就業規則が有効となるためには

就業規則が有効となるためには、「労基署に届け出ればいいんでしょ!」と思っている企業さんがいらっしゃるようなんですが、違います。

就業規則が有効となるためには、周知が必要です。

周知というのは従業員が一人一人、一条ずつ理解していることを意味するのではなく、従業員の方が就業規則を見ようと思えば見ることができる状態にしておくことです。

例えば、みんなが出入りできる食堂の棚に置いておくとか。

みんなが毎日ハンコを押す出勤簿の隣に置いておくとか、

みんながアクセスできるファイルサーバの共有フォルダに置いておくとか、

といったことです。

そういう状態にしておけば周知したとみなされます。なお、実際に従業員の方が見るかどうかまでは使用者に義務付けられていません。

しかし、全く見ることができない場所、例えば、

  • 社長しか出入りできない部屋の書棚に入れておく
  • 鍵のかかった金庫にしまっておく
  • 庶務経理の担当者の引き出しに入れておく

そういう状態にしてあると、周知されていないと見なされ、就業規則は無効となります。

労基署に届け出ることは、罰則付きで使用者に義務があるだけでして、就業規則が有効となるか無効となるかという問題とは別問題です。

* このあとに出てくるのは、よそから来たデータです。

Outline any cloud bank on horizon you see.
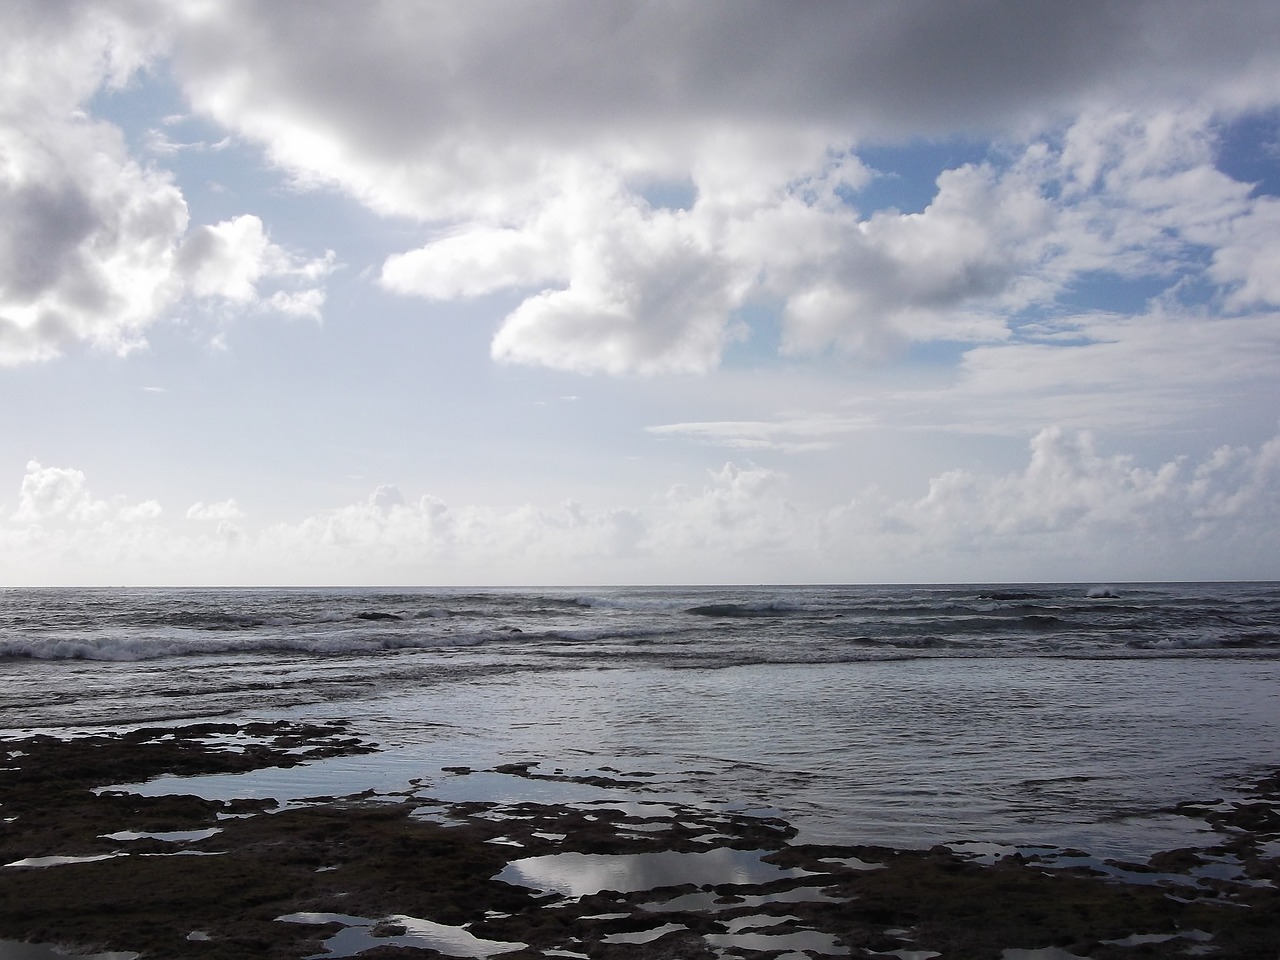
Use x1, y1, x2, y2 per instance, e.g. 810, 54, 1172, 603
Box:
1, 0, 1278, 584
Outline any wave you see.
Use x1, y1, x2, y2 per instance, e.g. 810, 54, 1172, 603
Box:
0, 629, 499, 663
3, 584, 1278, 668
684, 602, 802, 618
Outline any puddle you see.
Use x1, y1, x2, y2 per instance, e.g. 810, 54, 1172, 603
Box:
705, 928, 845, 956
99, 755, 651, 813
96, 754, 412, 806
601, 922, 686, 944
101, 829, 220, 843
723, 914, 799, 932
277, 912, 524, 959
819, 855, 884, 871
495, 847, 814, 897
4, 854, 124, 868
1103, 930, 1212, 948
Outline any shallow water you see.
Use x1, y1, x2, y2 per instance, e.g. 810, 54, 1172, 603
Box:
277, 913, 524, 959
495, 848, 814, 897
97, 653, 1280, 860
293, 655, 1280, 855
7, 584, 1280, 859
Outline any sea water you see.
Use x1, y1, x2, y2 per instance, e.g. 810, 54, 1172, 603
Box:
2, 583, 1279, 857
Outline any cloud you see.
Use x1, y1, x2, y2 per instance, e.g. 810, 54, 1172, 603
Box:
0, 3, 185, 364
186, 499, 244, 522
0, 3, 334, 365
862, 427, 1280, 579
175, 214, 335, 319
144, 1, 1280, 375
9, 427, 1275, 583
11, 460, 162, 527
917, 307, 1280, 435
0, 105, 189, 364
1204, 196, 1280, 309
378, 98, 1278, 377
4, 3, 1278, 375
166, 1, 1280, 214
647, 415, 874, 453
12, 462, 109, 523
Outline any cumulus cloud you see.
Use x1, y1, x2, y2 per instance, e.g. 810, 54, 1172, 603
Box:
0, 105, 189, 364
4, 3, 1278, 373
142, 1, 1280, 375
854, 427, 1280, 580
11, 460, 162, 527
2, 3, 1279, 585
175, 214, 335, 320
12, 462, 110, 524
1204, 197, 1280, 309
7, 429, 1276, 583
186, 499, 244, 521
0, 2, 334, 365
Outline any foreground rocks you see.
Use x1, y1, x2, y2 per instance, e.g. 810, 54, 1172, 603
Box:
1, 722, 1277, 959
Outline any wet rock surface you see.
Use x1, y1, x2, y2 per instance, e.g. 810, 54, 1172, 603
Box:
0, 722, 1277, 959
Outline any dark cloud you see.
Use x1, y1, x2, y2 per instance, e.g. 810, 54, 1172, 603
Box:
0, 182, 97, 301
171, 0, 1280, 150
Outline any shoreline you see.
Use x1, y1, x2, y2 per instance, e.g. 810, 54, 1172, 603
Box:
1, 721, 1277, 959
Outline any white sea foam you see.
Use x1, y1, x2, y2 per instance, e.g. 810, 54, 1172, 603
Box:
4, 583, 1280, 859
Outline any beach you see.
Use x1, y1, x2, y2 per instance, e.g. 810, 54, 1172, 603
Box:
2, 584, 1279, 957
1, 718, 1278, 959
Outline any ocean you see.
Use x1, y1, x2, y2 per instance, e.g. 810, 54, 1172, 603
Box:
3, 582, 1279, 860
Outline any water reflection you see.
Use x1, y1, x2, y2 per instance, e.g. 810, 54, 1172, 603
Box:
495, 847, 814, 897
277, 912, 524, 959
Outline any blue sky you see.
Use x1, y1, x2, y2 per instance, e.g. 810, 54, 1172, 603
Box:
2, 1, 1279, 585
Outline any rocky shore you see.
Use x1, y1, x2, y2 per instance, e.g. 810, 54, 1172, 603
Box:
1, 721, 1277, 959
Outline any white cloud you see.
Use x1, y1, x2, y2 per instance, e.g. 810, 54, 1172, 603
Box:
0, 107, 190, 364
146, 1, 1280, 376
177, 215, 276, 303
186, 499, 244, 522
2, 2, 1279, 586
1204, 197, 1280, 309
0, 2, 184, 364
0, 4, 335, 365
923, 307, 1280, 434
647, 415, 874, 453
381, 104, 1280, 375
176, 214, 335, 317
650, 463, 803, 559
381, 223, 566, 300
12, 462, 109, 523
118, 500, 163, 523
855, 426, 1280, 580
4, 3, 1278, 375
9, 429, 1275, 584
11, 461, 162, 528
488, 202, 745, 375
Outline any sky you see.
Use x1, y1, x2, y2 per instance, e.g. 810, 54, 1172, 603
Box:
2, 0, 1279, 586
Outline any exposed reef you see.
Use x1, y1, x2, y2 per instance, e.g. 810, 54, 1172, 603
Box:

私が傍聴した裁判でも就業規則の有効無効が争われた事例がありました。

その会社では就業規則をファイルサーバに置いておいたのですが、

  • 版数がいくつもあってどれが最新か分からない
  • 現場仕事の人は常日頃ファイルサーバにアクセスすること自体が少なく、そもそも就業規則がファイルサーバにあること自体を知らなかった
  • 証人(現場仕事の従業員)を呼んで、就業規則がどこにあるか知っているか質問したところ「知らない」と答えた

といった問題点がありましたが、最終的には会社側の言い分(就業規則は周知していた)が認められました。

というのも、現場仕事の人たちは日常的にファイルサーバにアクセスする機会は少なかったのですが、アクセスしようと思えばアクセスすることができる状態であったこと、版数がいくつもあってどれが最新か分かりにくかったのですが、分かりにくいだけで最新版はちゃんとその中にあったこと、証人の一人は就業規則の場所を知りませんでしたが他の従業員の方は知っていたこと・・・などの理由からでした。